Chiedo, in altri termini, se nelle file dei proprietari e in quelle dei lavoratori intellettuali o manuali non si delinei qualche fenomeno analogo. Chiedo se, osservando con attenzione, non troviamo in queste diverse categorie elementi che, per adesso discretamente, svolgono una parte analoga a quella che recitano all’interno della Chiesa il p. Comblin e altri carbonari dal nome francese, russo o brasiliano. E, infine, mi propongo di scoprire se entro un certo lasso di tempo questi ambienti non saranno sconvolti come gli ambienti cattolici.

A me pare di sì. E questo sospetto ha preso corpo improvvisamente quando ho letto tra le notizie riferite dalla stampa che un personaggio comunista fra i più sospetti "tendeva la mano", in un modo sensazionale, al capitalismo nordamericano.

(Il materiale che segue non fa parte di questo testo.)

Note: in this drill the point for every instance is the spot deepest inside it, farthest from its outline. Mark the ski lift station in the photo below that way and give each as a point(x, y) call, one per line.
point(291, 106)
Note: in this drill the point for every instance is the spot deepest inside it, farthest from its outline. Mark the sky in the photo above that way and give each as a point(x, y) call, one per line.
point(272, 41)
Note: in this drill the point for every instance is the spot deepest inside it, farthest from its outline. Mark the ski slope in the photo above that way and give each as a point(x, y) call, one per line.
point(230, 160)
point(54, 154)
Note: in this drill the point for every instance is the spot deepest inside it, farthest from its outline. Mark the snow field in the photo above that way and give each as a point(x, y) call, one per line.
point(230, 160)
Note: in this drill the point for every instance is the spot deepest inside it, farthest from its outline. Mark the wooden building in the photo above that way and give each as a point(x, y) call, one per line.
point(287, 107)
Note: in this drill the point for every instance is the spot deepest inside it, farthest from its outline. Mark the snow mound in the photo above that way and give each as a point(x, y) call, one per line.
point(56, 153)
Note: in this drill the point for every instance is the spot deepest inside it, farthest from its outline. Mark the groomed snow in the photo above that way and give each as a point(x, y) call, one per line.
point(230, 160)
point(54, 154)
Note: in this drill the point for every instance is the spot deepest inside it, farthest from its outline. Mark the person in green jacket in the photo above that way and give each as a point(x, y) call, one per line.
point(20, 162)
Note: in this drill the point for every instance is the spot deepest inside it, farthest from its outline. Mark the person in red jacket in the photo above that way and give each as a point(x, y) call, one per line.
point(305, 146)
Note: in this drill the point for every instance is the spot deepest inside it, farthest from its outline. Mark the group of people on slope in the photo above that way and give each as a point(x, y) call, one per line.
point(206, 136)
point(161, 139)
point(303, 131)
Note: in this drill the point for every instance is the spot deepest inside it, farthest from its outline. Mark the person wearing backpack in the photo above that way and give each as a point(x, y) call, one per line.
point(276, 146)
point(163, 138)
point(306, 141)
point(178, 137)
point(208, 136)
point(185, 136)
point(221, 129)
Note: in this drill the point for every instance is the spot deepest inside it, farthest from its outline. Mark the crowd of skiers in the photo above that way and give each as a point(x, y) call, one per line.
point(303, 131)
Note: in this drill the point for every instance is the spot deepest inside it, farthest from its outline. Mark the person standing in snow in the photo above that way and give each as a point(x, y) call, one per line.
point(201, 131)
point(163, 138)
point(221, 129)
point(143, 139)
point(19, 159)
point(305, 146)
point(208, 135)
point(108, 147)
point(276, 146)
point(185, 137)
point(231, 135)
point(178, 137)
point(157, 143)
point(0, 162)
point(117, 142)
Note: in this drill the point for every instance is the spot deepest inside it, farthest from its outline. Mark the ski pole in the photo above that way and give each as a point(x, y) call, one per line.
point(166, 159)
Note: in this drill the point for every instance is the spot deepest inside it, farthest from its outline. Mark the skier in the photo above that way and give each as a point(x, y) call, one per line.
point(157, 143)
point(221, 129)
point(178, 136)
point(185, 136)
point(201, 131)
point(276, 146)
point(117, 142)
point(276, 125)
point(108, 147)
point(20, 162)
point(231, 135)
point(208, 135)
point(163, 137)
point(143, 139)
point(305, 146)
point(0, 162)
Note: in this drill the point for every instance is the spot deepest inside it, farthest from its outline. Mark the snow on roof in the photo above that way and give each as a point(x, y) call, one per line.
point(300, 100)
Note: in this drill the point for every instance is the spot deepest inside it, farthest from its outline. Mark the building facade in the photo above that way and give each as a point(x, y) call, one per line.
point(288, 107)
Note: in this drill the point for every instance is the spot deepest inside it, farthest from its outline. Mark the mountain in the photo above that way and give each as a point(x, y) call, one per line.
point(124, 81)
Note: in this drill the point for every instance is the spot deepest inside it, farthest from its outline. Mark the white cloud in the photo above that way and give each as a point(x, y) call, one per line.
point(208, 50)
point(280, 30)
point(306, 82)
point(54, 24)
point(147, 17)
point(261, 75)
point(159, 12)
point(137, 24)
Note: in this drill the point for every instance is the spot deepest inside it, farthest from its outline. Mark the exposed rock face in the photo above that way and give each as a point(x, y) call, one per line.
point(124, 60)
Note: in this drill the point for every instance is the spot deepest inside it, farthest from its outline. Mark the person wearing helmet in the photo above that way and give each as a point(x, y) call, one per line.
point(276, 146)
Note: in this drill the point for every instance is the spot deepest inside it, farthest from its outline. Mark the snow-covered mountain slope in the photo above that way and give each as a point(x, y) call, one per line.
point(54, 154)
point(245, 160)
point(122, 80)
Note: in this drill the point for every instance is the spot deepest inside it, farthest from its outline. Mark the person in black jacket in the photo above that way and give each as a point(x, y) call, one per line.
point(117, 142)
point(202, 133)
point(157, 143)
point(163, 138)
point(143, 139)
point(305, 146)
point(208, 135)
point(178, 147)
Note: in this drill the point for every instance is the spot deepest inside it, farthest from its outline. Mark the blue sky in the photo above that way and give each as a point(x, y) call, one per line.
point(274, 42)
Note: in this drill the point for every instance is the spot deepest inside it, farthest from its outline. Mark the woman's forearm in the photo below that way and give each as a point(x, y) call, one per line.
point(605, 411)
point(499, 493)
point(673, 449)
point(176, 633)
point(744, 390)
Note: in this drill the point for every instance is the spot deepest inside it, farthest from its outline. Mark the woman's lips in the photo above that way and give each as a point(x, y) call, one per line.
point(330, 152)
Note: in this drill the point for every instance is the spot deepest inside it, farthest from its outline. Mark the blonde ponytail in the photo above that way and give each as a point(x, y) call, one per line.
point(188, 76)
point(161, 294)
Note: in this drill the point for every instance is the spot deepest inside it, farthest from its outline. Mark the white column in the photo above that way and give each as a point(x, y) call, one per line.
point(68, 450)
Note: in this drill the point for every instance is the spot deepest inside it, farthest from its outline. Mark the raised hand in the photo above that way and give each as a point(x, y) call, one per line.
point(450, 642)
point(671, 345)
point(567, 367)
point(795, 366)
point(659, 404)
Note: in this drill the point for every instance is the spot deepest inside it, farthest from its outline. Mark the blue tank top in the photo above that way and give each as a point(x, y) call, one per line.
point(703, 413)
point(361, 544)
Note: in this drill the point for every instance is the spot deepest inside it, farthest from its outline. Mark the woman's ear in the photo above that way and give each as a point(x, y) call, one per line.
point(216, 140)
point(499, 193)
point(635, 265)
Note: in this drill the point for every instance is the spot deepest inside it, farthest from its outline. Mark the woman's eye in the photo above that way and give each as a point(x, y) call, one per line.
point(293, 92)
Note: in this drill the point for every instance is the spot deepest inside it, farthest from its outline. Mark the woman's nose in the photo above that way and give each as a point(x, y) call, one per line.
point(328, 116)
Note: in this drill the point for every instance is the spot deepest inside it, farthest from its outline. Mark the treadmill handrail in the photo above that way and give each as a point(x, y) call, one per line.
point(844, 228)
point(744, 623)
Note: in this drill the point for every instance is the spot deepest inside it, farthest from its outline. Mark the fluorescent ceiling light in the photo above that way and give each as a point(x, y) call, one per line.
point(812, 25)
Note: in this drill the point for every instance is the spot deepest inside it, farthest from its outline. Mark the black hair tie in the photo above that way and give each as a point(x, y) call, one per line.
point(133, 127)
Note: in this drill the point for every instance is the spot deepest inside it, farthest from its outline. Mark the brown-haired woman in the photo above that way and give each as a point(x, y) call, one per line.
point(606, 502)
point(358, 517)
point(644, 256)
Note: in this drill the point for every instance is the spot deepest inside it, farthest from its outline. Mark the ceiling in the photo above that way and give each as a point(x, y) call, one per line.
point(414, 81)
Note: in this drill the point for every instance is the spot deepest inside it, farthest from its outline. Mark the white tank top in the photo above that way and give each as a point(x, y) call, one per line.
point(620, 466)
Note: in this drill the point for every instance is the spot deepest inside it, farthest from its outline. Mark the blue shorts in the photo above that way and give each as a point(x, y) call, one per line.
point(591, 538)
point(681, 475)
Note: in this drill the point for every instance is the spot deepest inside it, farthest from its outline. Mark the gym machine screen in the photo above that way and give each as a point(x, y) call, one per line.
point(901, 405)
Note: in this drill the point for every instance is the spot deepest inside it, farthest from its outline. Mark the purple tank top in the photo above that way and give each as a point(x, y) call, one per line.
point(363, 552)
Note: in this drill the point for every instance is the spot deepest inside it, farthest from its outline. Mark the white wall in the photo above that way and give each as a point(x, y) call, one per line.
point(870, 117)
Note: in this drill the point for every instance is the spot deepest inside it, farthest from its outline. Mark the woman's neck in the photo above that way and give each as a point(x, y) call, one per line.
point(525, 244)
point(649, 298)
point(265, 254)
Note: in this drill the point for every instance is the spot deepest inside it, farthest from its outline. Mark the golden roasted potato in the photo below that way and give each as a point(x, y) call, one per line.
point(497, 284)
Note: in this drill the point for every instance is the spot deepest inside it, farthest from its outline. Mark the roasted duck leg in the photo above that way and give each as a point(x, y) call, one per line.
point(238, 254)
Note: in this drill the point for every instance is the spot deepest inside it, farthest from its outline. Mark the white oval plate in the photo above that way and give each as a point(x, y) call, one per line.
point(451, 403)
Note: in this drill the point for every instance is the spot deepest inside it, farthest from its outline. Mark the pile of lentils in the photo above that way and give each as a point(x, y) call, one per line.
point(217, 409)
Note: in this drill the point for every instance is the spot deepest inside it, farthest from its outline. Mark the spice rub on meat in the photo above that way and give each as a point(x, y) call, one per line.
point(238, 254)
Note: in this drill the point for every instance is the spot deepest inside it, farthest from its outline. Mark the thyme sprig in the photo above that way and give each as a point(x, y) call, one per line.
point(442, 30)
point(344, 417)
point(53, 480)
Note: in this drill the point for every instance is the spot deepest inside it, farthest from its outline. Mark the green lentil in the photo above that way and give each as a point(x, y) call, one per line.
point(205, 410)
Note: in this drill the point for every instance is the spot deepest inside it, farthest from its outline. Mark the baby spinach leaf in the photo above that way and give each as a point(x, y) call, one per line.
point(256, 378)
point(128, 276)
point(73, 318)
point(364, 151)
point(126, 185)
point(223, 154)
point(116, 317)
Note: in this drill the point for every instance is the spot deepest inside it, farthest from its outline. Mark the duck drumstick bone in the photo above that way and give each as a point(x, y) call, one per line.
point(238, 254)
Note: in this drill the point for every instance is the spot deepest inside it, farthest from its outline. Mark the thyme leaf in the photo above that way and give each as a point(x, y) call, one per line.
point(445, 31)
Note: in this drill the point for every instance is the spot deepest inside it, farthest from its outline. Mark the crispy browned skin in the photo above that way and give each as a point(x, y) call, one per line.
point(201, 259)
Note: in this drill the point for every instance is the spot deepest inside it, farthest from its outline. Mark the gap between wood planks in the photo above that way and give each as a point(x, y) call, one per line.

Questo personaggio ha avuto una parte di grande rilievo nell’avvicinamento del comunismo alla Chiesa. Mi sembra che egli prepari ora una manovra analoga, con obiettivi analoghi e analoghi metodi, contro altri fronti della lotta comunista per la conquista ideologica e politica del mondo.

Questo personaggio è il veterano dirigente del PC francese, il capzioso specialista di problemi religiosi, il conferenziere loquace e brillante che risponde al nome di Roger Garaudy. 


(*) Traduzione dell'articolo "Garaudy esboça nova aproximação", comparso sulla Folha de S. Paulo l’8-3-1970.